Bail as one of the types of security for fulfillment of obligations to banks and other lenders.

Since the beginning of 2008, a significant number of Ukrainian banks have entered into loan agreements with the participation of a natural or legal person whose status was as a guarantor. The main purpose of the surety agreement is the possibility of recovery from the guarantor of property or non-property goods if the debtor has not fulfilled its obligation to the creditor (in this case to the bank).

Quite a number of credit agreements and surety agreements were concluded, but due to the imperfection of the legal system of Ukraine at that time and the settlement of the above agreements was not in the first place, debtors and guarantors fell into so-called “traps” from banks, which usually ended in litigation. .

The problem of the surety agreement remains open, so the Law Firm “Neofelis Law Group” draws your attention to the main errors that may be in the surety agreement, so that you as a guarantor or debtor do not encounter unforeseen problems that you may have with bank for many years.

First of all, the basic legal act that regulates the status of the guarantor and the conclusion of surety agreements is the Civil Code of Ukraine (§ 3, Chapter 49, Section I, Book 5 of the Civil Code of Ukraine) and the Law of Ukraine “On Mortgage” (applies only property guarantee).

The above agreement is usually concluded and arises from a loan agreement or credit agreement, as all other obligations (guarantee, pledge or retention) are limited to the number of persons who can act as a guarantor, and the pledge itself can not be used in the absence of the mortgagor . The legislator has established that a guarantor can be any or several natural or legal persons who have a stable property position and do not have debts to national banks or other financial institutions. The surety agreement must be concluded only in writing, otherwise it can be considered null and void.

The jurisprudence to declare a surety agreement invalid, void or unconcluded is quite common, due to the fact that there are many cases when the loan agreement or surety agreement banks make significant errors that make it impossible to fulfill its basic conditions, or the agreement could be concluded under the influence of deception, error or other serious circumstances.

We draw your attention that if the guarantor is not aware of the current legislation at the time of concluding the surety agreement, it does not release the latter from liability or from fulfilling the terms of the agreement. Applying to the court with explanations and justifications that the bank’s employees have not interpreted this or that norm, which is specified in the contract, is not a circumstance under which the guarantor will be released from the terms of the contract. There are many cases when guarantors go to court with the problem that they either misunderstood the surety agreement or believe that they were forced to enter into a contract under the influence of fraud, but it should be remembered that the error is due to their own negligence, ignorance of the law or incorrect interpretation by one of the parties is not a ground for invalidating the transaction.

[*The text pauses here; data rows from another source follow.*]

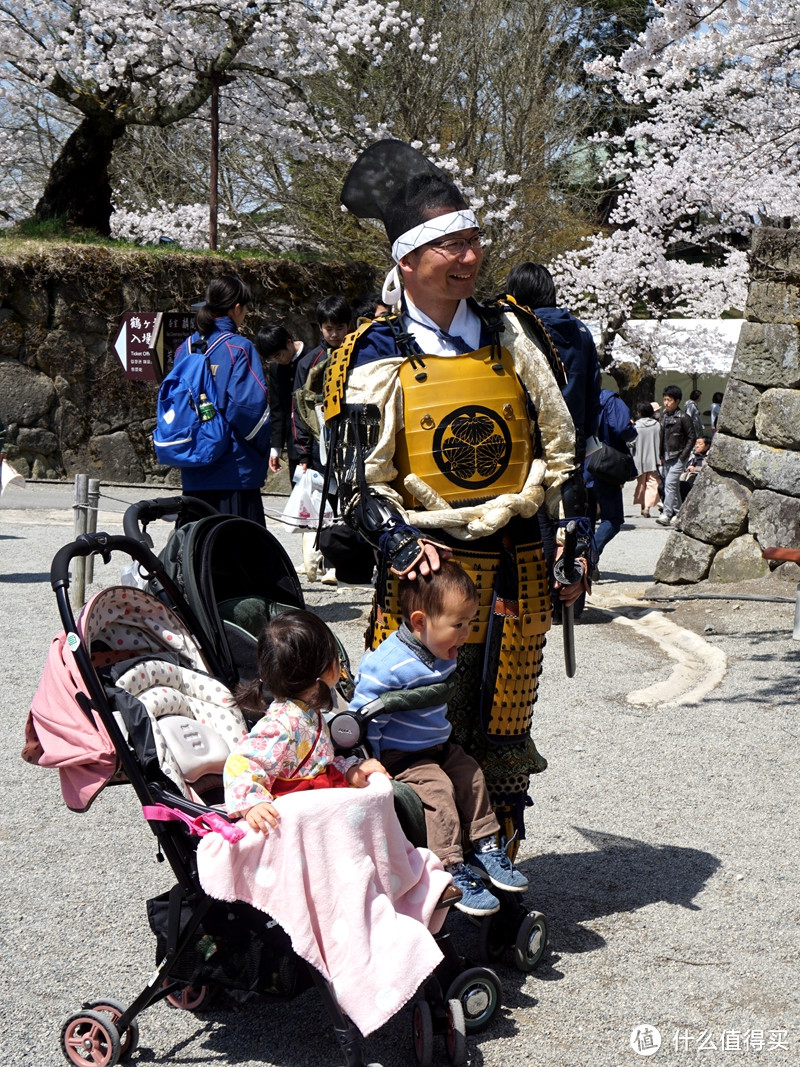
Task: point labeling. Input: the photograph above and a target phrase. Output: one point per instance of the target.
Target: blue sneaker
(476, 900)
(495, 864)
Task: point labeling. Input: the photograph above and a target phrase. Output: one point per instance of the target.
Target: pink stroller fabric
(356, 898)
(59, 734)
(117, 623)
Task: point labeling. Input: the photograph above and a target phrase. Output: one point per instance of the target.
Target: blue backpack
(190, 429)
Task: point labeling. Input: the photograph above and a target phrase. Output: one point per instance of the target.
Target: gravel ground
(662, 847)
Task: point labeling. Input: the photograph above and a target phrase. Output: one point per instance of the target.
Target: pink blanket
(355, 897)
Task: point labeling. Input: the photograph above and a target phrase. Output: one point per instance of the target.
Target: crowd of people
(461, 444)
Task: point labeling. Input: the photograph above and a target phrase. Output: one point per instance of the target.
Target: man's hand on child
(358, 775)
(261, 816)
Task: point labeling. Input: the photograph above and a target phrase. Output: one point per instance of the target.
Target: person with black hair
(531, 285)
(281, 353)
(448, 433)
(369, 306)
(677, 442)
(693, 411)
(233, 483)
(645, 450)
(715, 410)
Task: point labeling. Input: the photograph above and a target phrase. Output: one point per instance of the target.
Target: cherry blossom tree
(716, 154)
(120, 63)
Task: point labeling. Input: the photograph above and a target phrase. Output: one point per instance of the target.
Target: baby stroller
(100, 715)
(234, 574)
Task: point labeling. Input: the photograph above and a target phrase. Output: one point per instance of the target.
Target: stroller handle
(99, 544)
(139, 515)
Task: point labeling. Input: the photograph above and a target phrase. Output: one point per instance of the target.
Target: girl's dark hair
(222, 293)
(271, 339)
(531, 286)
(428, 592)
(294, 650)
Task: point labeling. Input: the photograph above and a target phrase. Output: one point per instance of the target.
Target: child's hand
(261, 816)
(358, 776)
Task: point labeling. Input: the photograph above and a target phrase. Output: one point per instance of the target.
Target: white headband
(432, 229)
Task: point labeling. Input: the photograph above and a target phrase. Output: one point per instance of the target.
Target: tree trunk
(634, 384)
(78, 188)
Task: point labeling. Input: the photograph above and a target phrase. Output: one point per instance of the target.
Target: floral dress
(277, 749)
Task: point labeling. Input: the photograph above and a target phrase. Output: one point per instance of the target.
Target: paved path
(662, 844)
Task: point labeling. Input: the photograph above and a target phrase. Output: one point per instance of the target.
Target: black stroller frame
(454, 1001)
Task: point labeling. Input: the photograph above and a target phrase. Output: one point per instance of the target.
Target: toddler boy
(415, 747)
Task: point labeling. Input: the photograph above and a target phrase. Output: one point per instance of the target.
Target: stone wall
(63, 395)
(748, 495)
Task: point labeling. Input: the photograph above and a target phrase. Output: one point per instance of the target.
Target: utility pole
(218, 79)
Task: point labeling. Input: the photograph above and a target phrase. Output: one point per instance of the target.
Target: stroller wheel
(190, 998)
(89, 1037)
(456, 1033)
(128, 1037)
(480, 994)
(421, 1023)
(531, 941)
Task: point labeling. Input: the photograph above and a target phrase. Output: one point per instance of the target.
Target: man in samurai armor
(447, 433)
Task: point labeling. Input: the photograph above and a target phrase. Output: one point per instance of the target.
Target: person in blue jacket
(233, 484)
(531, 286)
(604, 496)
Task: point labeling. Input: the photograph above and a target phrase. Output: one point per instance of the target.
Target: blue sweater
(402, 663)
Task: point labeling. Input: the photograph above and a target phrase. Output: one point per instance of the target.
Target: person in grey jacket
(677, 441)
(646, 449)
(693, 412)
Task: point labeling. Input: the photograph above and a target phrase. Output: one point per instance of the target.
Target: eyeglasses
(457, 245)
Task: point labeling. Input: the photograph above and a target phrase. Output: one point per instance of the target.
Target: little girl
(289, 748)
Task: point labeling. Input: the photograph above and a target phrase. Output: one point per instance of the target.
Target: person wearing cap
(448, 432)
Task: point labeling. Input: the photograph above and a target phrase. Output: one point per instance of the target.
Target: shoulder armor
(538, 333)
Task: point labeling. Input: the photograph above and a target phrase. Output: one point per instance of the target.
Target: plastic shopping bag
(305, 499)
(10, 477)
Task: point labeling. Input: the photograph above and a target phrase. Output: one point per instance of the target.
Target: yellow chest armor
(465, 427)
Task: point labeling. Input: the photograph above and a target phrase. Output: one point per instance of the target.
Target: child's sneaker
(476, 900)
(495, 864)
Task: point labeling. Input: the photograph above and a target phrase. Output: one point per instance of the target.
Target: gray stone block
(768, 354)
(739, 407)
(739, 561)
(778, 418)
(683, 560)
(774, 519)
(716, 510)
(773, 302)
(34, 440)
(774, 250)
(763, 466)
(113, 458)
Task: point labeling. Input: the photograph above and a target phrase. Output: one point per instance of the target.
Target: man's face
(437, 272)
(285, 355)
(334, 333)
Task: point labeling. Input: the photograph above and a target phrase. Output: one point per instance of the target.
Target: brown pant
(452, 789)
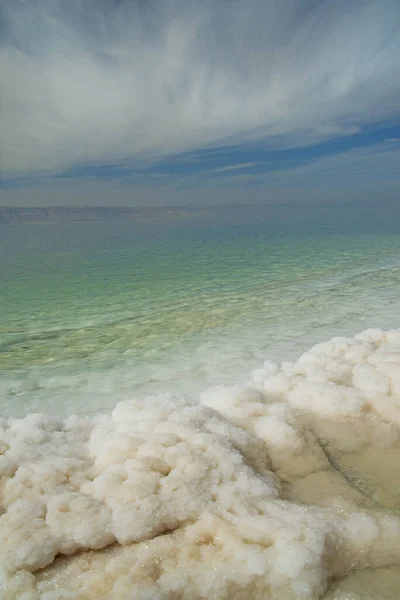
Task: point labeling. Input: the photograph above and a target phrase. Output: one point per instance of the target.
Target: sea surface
(143, 476)
(95, 312)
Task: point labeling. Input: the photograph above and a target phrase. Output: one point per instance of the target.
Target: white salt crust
(287, 487)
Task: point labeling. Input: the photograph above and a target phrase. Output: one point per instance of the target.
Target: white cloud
(132, 80)
(358, 174)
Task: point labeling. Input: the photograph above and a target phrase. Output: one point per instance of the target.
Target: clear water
(91, 313)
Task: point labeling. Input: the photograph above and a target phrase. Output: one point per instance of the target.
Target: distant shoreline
(71, 214)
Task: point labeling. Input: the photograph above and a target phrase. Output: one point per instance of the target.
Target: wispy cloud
(103, 82)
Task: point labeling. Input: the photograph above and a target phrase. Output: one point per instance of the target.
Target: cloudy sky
(143, 102)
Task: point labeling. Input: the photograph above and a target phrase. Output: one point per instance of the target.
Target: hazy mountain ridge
(51, 214)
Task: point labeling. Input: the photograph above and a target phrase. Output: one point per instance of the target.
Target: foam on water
(286, 487)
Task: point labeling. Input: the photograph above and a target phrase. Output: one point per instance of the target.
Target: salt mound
(285, 488)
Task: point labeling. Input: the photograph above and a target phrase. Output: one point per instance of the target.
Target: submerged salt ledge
(285, 488)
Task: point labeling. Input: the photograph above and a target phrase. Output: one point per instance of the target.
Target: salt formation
(285, 488)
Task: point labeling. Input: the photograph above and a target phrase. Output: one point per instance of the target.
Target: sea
(151, 315)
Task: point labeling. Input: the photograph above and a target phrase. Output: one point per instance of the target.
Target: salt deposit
(287, 487)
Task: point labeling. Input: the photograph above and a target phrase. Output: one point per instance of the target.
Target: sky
(145, 102)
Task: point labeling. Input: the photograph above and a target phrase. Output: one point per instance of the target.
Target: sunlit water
(92, 313)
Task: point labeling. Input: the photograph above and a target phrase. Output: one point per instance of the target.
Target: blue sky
(199, 102)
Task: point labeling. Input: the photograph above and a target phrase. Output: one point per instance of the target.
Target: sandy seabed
(287, 488)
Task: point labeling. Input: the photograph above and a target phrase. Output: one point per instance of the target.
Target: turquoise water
(91, 313)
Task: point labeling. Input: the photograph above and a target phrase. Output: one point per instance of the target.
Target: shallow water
(283, 488)
(93, 312)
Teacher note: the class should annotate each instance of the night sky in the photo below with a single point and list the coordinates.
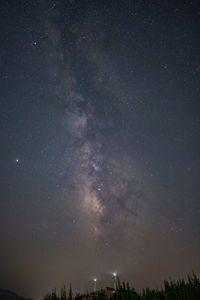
(100, 142)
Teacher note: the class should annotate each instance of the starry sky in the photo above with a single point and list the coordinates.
(100, 143)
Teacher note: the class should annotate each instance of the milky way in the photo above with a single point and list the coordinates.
(99, 143)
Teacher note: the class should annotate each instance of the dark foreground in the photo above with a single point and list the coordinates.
(172, 290)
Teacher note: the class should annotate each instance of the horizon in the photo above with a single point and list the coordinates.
(100, 142)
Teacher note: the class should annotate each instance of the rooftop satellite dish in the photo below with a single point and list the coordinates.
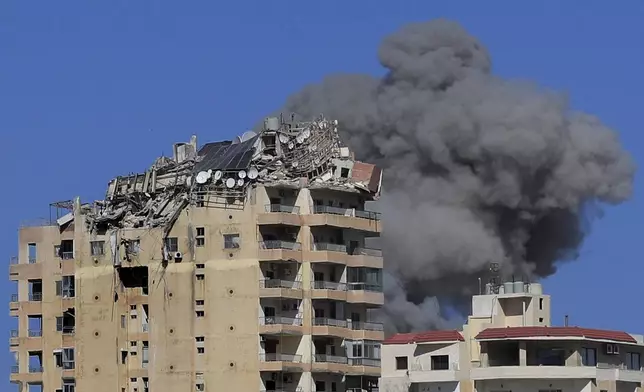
(202, 177)
(247, 136)
(253, 173)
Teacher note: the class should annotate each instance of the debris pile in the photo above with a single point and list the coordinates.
(286, 153)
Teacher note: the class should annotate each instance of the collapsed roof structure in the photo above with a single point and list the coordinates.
(286, 153)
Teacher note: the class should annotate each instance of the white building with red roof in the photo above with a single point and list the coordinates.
(509, 345)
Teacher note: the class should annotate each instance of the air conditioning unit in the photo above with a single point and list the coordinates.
(611, 349)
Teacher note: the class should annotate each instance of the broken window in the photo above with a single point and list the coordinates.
(132, 277)
(97, 248)
(66, 288)
(201, 236)
(172, 244)
(231, 241)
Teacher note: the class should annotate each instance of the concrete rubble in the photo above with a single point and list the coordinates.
(285, 153)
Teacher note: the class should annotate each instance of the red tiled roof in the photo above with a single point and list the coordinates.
(425, 337)
(554, 332)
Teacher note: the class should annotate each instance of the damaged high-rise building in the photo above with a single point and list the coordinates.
(234, 266)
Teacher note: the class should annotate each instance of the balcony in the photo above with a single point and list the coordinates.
(348, 218)
(366, 330)
(275, 362)
(35, 297)
(366, 366)
(278, 288)
(329, 290)
(339, 253)
(279, 325)
(280, 250)
(280, 214)
(365, 293)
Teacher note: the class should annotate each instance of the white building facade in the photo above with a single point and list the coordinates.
(509, 345)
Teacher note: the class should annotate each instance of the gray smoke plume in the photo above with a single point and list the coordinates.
(477, 169)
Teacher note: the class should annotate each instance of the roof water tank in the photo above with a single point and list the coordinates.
(535, 288)
(518, 287)
(271, 124)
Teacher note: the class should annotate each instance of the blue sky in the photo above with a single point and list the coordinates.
(90, 90)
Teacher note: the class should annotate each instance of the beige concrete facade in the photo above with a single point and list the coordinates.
(508, 344)
(272, 296)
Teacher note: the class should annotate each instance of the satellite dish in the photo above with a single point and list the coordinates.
(247, 135)
(253, 173)
(202, 177)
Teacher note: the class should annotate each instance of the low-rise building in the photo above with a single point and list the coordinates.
(509, 345)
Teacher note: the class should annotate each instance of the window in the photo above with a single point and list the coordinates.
(440, 362)
(69, 385)
(172, 244)
(32, 253)
(401, 363)
(231, 241)
(588, 356)
(201, 236)
(633, 361)
(68, 359)
(144, 355)
(97, 248)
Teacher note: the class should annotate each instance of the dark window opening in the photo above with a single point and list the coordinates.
(132, 277)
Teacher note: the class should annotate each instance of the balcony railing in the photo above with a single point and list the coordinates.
(330, 358)
(275, 357)
(279, 284)
(321, 285)
(325, 246)
(282, 208)
(328, 322)
(364, 362)
(371, 215)
(366, 326)
(35, 369)
(280, 320)
(279, 244)
(36, 297)
(365, 287)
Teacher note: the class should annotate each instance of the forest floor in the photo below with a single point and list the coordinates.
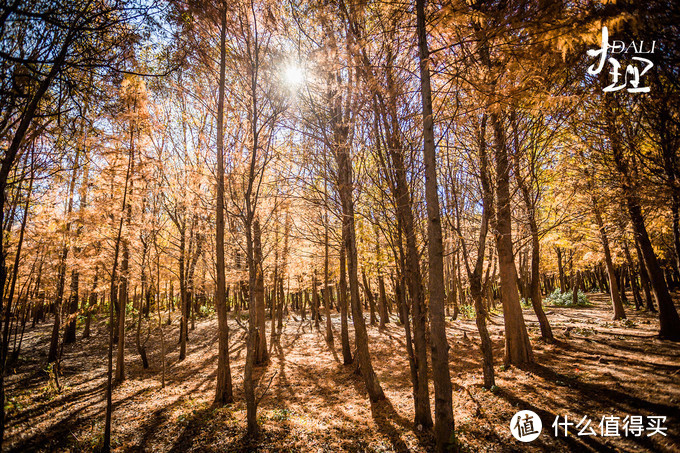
(597, 367)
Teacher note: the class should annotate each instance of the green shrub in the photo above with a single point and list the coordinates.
(559, 299)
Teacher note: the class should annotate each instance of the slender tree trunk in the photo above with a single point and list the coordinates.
(342, 298)
(223, 389)
(61, 279)
(342, 153)
(262, 355)
(443, 398)
(644, 279)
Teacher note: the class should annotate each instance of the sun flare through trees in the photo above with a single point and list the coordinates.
(339, 225)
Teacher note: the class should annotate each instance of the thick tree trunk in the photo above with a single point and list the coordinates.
(517, 346)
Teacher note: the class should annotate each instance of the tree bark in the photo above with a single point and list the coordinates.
(443, 409)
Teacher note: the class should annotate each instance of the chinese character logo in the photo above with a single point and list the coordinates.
(525, 426)
(637, 68)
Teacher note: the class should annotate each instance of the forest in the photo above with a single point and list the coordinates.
(339, 225)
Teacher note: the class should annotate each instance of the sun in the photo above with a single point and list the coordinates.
(294, 75)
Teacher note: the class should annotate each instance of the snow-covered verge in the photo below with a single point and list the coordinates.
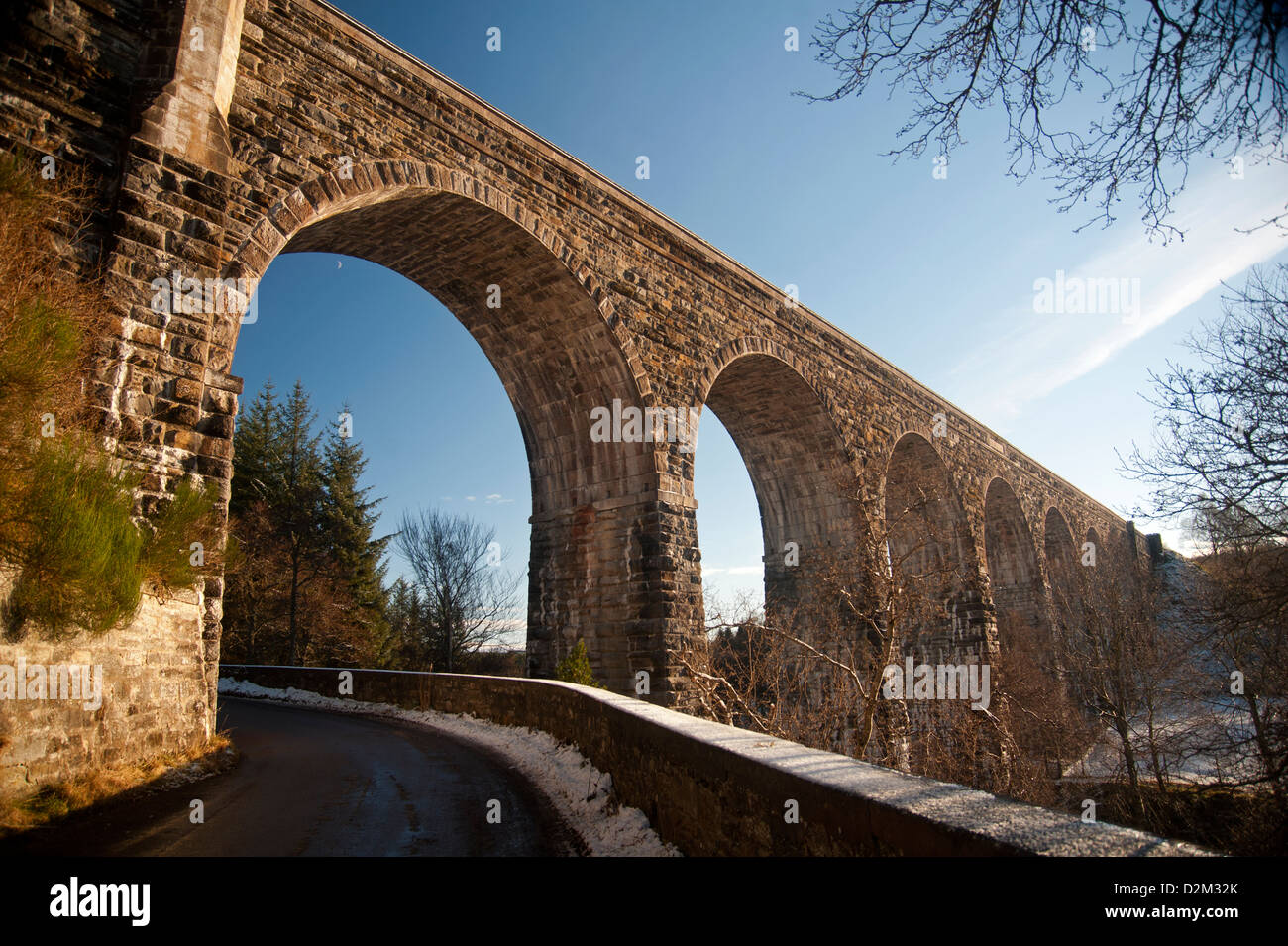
(581, 793)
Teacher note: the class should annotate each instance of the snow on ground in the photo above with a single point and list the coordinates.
(581, 793)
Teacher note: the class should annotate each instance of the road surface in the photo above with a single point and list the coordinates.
(314, 783)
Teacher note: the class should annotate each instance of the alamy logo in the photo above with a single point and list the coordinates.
(634, 425)
(1077, 296)
(188, 295)
(75, 898)
(936, 683)
(24, 681)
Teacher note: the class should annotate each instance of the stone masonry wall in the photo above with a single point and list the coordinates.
(292, 128)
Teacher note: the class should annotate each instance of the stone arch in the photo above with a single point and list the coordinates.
(802, 470)
(1061, 563)
(1019, 598)
(932, 554)
(559, 352)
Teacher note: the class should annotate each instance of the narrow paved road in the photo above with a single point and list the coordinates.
(316, 783)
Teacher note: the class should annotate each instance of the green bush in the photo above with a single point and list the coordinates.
(575, 668)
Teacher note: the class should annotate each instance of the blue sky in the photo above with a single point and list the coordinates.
(935, 274)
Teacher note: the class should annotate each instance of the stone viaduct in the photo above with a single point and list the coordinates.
(223, 133)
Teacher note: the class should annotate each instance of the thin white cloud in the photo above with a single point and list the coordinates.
(1043, 352)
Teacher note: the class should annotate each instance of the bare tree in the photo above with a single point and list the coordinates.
(469, 597)
(1222, 450)
(811, 668)
(1176, 80)
(1220, 463)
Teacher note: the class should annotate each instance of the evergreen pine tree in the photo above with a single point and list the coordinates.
(351, 519)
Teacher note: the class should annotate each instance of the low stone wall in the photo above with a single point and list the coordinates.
(715, 789)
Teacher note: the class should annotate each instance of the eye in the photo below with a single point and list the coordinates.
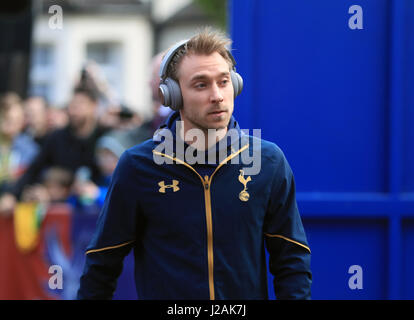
(224, 82)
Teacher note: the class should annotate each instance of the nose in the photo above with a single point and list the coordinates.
(216, 94)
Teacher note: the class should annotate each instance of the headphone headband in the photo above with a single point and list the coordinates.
(173, 50)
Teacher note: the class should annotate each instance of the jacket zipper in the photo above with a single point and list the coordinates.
(209, 216)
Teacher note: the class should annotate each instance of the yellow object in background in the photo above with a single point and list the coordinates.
(27, 224)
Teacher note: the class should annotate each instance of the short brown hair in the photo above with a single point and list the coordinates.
(206, 42)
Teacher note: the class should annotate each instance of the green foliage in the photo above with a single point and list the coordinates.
(216, 9)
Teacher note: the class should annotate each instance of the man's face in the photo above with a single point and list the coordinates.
(208, 96)
(12, 121)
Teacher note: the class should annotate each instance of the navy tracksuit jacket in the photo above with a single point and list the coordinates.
(200, 231)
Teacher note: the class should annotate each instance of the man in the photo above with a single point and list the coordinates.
(71, 147)
(199, 230)
(17, 149)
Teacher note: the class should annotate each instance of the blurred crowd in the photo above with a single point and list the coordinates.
(52, 155)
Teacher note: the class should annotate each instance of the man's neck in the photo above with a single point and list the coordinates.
(201, 139)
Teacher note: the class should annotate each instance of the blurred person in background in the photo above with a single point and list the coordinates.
(36, 118)
(57, 118)
(56, 185)
(17, 149)
(160, 113)
(88, 195)
(71, 147)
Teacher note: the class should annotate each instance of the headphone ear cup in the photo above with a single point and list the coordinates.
(170, 94)
(237, 81)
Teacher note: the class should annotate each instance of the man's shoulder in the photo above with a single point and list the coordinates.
(141, 150)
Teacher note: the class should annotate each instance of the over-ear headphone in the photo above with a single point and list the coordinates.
(169, 89)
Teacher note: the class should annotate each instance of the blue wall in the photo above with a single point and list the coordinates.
(340, 104)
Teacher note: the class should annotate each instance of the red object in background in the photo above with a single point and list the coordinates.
(24, 276)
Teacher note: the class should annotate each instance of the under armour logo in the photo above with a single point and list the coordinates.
(174, 186)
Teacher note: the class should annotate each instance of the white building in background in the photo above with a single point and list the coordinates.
(121, 36)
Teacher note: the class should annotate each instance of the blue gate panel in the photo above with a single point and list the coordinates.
(408, 96)
(340, 103)
(317, 86)
(338, 244)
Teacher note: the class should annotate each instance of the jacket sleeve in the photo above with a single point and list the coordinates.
(114, 236)
(289, 253)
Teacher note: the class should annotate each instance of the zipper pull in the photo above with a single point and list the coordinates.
(206, 184)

If you compare the concepts of “deception” and “error”, you should not equate these concepts to each other. First of all, a sign of deception is intent in the actions of one of the persons with whom the contract is concluded. However, it is the person who acted under the influence of deception that must prove the existence of intent, what the illegal actions were and the materiality of the circumstances.

What is also worth paying attention to is the liability that may arise if the terms of the contract are not complied with in full or in part. There are two types of liability: joint and several and subsidiary. Joint and several liability is that the creditor has the opportunity to choose who to contact to recover the debt under the contract. Subsidiary liability is that the creditor must first apply to the principal debtor, setting in advance in the contract a deadline for the fulfillment of the loan obligation. If the debtor does not fulfill the obligation within the prescribed period, in which case the creditor has the full right to apply to the guarantor.

Unfortunately, civil law, namely the Civil Code of Ukraine or other regulations, does not establish and interpret the concept of reasonable time. The parties must agree on the term of fulfillment of all obligations by the parties in order to avoid further misunderstandings and problems, which could almost completely end in litigation.

Also, what else should you pay attention to when concluding a surety agreement and not only, so it is on its very content. First of all, the contract must contain information on the subject of the contract, its term, liability of the parties and the scope of the guarantee. Sometimes, the contract states the amount of money that the debtor undertakes to pay to the guarantor for the so-called “services”.

Individuals who have never entered into agreements may not be aware of the legal field of credit agreements or loan agreements. Loan agreements can make a mistake in spelling your initials, place of residence / registration, or hide a few tricky sentences that can completely change the terms of the agreement.

In order to avoid such situations, namely to involve yourself in a dispute between you and the bank due to an error in the contract, which you simply did not notice, Law Firm “Neofelis Lo Group” provides services for rapid and complete analysis of the document (agreement, application), to avoid negative consequences for you and to save your precious time.

Therefore, if you intend to enter into an agreement with a bank or any natural or legal person, first of all turn to specialists who will help you analyze the document and identify its main shortcomings, if any.